Each stateful operator has a second snapshot input which takes in these loaded snapshots on resume. These snapshots are routed using the same mapping as the upstream items into the operator, and this is the trick that enables start-stop rescaling: both resume state and items are routed to the worker in the new cluster that will be handling that state key.

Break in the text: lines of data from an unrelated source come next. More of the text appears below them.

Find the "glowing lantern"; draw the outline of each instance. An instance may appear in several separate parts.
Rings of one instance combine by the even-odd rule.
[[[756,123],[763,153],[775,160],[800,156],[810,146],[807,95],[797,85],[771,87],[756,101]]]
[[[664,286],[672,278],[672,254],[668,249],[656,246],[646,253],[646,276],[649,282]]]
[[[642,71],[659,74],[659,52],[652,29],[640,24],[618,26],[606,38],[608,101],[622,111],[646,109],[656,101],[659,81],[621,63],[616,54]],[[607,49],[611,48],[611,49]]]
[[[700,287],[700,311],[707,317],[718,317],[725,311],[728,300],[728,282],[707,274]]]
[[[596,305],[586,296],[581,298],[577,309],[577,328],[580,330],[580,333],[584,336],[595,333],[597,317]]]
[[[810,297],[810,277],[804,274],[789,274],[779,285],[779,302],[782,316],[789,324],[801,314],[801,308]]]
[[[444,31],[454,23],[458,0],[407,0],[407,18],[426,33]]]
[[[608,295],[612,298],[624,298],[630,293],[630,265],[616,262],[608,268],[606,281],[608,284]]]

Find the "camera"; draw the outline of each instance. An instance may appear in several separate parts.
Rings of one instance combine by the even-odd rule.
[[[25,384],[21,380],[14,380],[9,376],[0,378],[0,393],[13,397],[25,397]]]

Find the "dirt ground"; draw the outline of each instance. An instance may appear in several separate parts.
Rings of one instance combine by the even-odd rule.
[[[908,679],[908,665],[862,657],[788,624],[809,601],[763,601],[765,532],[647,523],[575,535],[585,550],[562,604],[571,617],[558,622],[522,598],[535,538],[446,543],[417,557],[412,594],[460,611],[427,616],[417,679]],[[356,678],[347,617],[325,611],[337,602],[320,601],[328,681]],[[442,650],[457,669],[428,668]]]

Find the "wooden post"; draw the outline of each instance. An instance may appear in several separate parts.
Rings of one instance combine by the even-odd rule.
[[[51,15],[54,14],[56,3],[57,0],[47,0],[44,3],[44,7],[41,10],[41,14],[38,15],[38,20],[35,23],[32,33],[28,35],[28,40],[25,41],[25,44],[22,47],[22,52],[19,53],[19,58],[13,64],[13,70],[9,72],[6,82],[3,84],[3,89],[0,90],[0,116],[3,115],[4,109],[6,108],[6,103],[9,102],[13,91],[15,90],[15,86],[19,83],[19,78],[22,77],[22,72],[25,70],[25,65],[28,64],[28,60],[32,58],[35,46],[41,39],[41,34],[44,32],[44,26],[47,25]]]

This does not need to be the same worker as in the previous execution.

graph LR; DB[(snaps)] -. "⍷" .-> S[load] -. "⧖" .-> M I[input] -- "⧖" ----> M[reduce] --> O[output]

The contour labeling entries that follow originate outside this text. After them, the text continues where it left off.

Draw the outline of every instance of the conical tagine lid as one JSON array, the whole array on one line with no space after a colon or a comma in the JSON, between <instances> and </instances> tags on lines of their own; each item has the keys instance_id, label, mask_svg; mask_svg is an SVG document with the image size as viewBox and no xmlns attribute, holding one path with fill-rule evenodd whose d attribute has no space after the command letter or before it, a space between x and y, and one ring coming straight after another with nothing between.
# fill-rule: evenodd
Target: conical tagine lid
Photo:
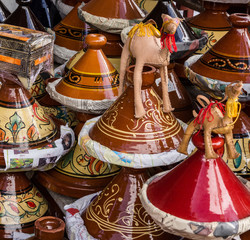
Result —
<instances>
[{"instance_id":1,"label":"conical tagine lid","mask_svg":"<svg viewBox=\"0 0 250 240\"><path fill-rule=\"evenodd\" d=\"M56 33L56 45L80 51L85 47L84 37L88 33L96 32L88 24L79 19L77 9L81 5L81 2L79 1L69 14L53 28Z\"/></svg>"},{"instance_id":2,"label":"conical tagine lid","mask_svg":"<svg viewBox=\"0 0 250 240\"><path fill-rule=\"evenodd\" d=\"M16 0L18 8L4 21L6 24L46 32L43 25L30 9L32 0Z\"/></svg>"},{"instance_id":3,"label":"conical tagine lid","mask_svg":"<svg viewBox=\"0 0 250 240\"><path fill-rule=\"evenodd\" d=\"M226 239L249 230L249 190L221 157L205 158L201 133L193 142L193 155L144 185L144 207L164 230L192 239ZM223 138L212 138L217 153L223 145Z\"/></svg>"},{"instance_id":4,"label":"conical tagine lid","mask_svg":"<svg viewBox=\"0 0 250 240\"><path fill-rule=\"evenodd\" d=\"M250 25L248 14L232 14L233 28L190 69L204 77L224 82L250 83Z\"/></svg>"},{"instance_id":5,"label":"conical tagine lid","mask_svg":"<svg viewBox=\"0 0 250 240\"><path fill-rule=\"evenodd\" d=\"M90 130L90 138L113 151L155 154L176 149L183 129L172 113L163 113L162 101L151 87L155 68L145 66L142 73L143 106L146 115L134 117L134 66L127 69L129 86Z\"/></svg>"},{"instance_id":6,"label":"conical tagine lid","mask_svg":"<svg viewBox=\"0 0 250 240\"><path fill-rule=\"evenodd\" d=\"M11 75L0 79L0 131L1 146L36 146L52 140L57 129L28 90Z\"/></svg>"},{"instance_id":7,"label":"conical tagine lid","mask_svg":"<svg viewBox=\"0 0 250 240\"><path fill-rule=\"evenodd\" d=\"M136 19L144 16L134 0L91 0L82 10L105 18Z\"/></svg>"},{"instance_id":8,"label":"conical tagine lid","mask_svg":"<svg viewBox=\"0 0 250 240\"><path fill-rule=\"evenodd\" d=\"M104 112L111 105L118 95L119 74L101 50L106 41L101 34L86 37L87 52L59 83L49 84L52 98L79 111L97 110L99 106Z\"/></svg>"}]
</instances>

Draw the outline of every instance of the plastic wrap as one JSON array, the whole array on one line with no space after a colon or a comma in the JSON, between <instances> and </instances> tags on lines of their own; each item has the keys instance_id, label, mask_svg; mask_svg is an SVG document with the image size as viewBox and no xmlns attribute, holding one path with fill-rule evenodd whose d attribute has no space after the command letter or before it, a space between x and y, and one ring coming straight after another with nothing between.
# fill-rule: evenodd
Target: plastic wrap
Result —
<instances>
[{"instance_id":1,"label":"plastic wrap","mask_svg":"<svg viewBox=\"0 0 250 240\"><path fill-rule=\"evenodd\" d=\"M53 73L53 36L0 24L0 68L17 75L30 89L41 71Z\"/></svg>"}]
</instances>

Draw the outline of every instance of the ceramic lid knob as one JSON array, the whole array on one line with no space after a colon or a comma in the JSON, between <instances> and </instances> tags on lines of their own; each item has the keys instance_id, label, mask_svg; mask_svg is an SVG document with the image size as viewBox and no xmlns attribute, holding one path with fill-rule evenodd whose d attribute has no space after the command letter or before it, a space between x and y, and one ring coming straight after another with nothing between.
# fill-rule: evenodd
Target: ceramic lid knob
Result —
<instances>
[{"instance_id":1,"label":"ceramic lid knob","mask_svg":"<svg viewBox=\"0 0 250 240\"><path fill-rule=\"evenodd\" d=\"M38 239L61 240L64 237L64 230L64 221L56 217L41 217L35 222L35 236Z\"/></svg>"},{"instance_id":2,"label":"ceramic lid knob","mask_svg":"<svg viewBox=\"0 0 250 240\"><path fill-rule=\"evenodd\" d=\"M107 38L102 34L89 34L85 39L85 43L91 49L101 49L107 43Z\"/></svg>"},{"instance_id":3,"label":"ceramic lid knob","mask_svg":"<svg viewBox=\"0 0 250 240\"><path fill-rule=\"evenodd\" d=\"M245 13L235 13L229 16L229 19L236 28L247 28L250 26L250 15Z\"/></svg>"},{"instance_id":4,"label":"ceramic lid knob","mask_svg":"<svg viewBox=\"0 0 250 240\"><path fill-rule=\"evenodd\" d=\"M129 66L127 68L127 81L130 84L133 84L133 78L134 78L134 68L135 66ZM142 87L143 88L147 88L150 87L154 84L155 82L155 73L156 69L153 66L150 65L145 65L143 67L143 71L142 71Z\"/></svg>"},{"instance_id":5,"label":"ceramic lid knob","mask_svg":"<svg viewBox=\"0 0 250 240\"><path fill-rule=\"evenodd\" d=\"M16 2L21 6L28 6L32 2L32 0L16 0Z\"/></svg>"}]
</instances>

As an explicitly worked out example without the ⍷ shorthand, if we had a dataflow execution of three workers, periodically writing out state snapshots to two recovery partitions:

graph LR; subgraph W1[worker 1] direction LR W1I[input] -- "⧖" --> W1M[reduce] ----> W1O[output] W1M -. "⧖" .-> W1S[write] -.-> DB1[(snaps p1)] end subgraph W2[worker 2] direction LR W2I[input] -- "⧖" --> W2M[reduce] -----> W2O[output] W2M -. "⧖" .-> W2S[write] end subgraph W3[worker 3] direction LR W3I[input] -- "⧖" --> W3M[reduce] ----> W3O[output] W3M -. "⧖" .-> W3S[write] -.-> DB2[(snaps p2)] end

Then we stop that execution and start a new one with four workers but the same two recovery partitions, the workers will collaborate on reading the snapshots and routing them to the new workers that need to manage that state:

graph LR; subgraph W1[worker 1] direction LR DB1[(snaps p1)] -.-> W1S[load] -. "⧖" .-> W1M W1I[input] -- "⧖" ----> W1M[reduce] --> W1O[output] end subgraph W2[worker 2] direction LR W2S[load] -. "⧖" .-> W2M W2I[input] -- "⧖" -----> W2M[reduce] --> W2O[output] end subgraph W3[worker 3] direction LR DB2[(snaps p2)] -.-> W3S[load] -. "⧖" .-> W3M W3I[input] -- "⧖" ----> W3M[reduce] --> W3O[output] end subgraph W4[worker 4] direction LR W4S[load] -. "⧖" .-> W4M W4I[input] -- "⧖" -----> W4M[reduce] --> W4O[output] end

Conclusion#

The combination of three features enables start-stop rescaling in Bytewax:

State snapshots are routed in a consistent way to a fixed number of recovery partitions, regardless of cluster size.
The primary assignment system that allows distributed reading and writing of recovery partitions.
Loaded snapshots and incoming data are routed using the same keys so state is re-distributed across a new execution cluster correctly.

Hopefully, rescaling will be a useful tool for ensuring your dataflows have a long and productive life in production.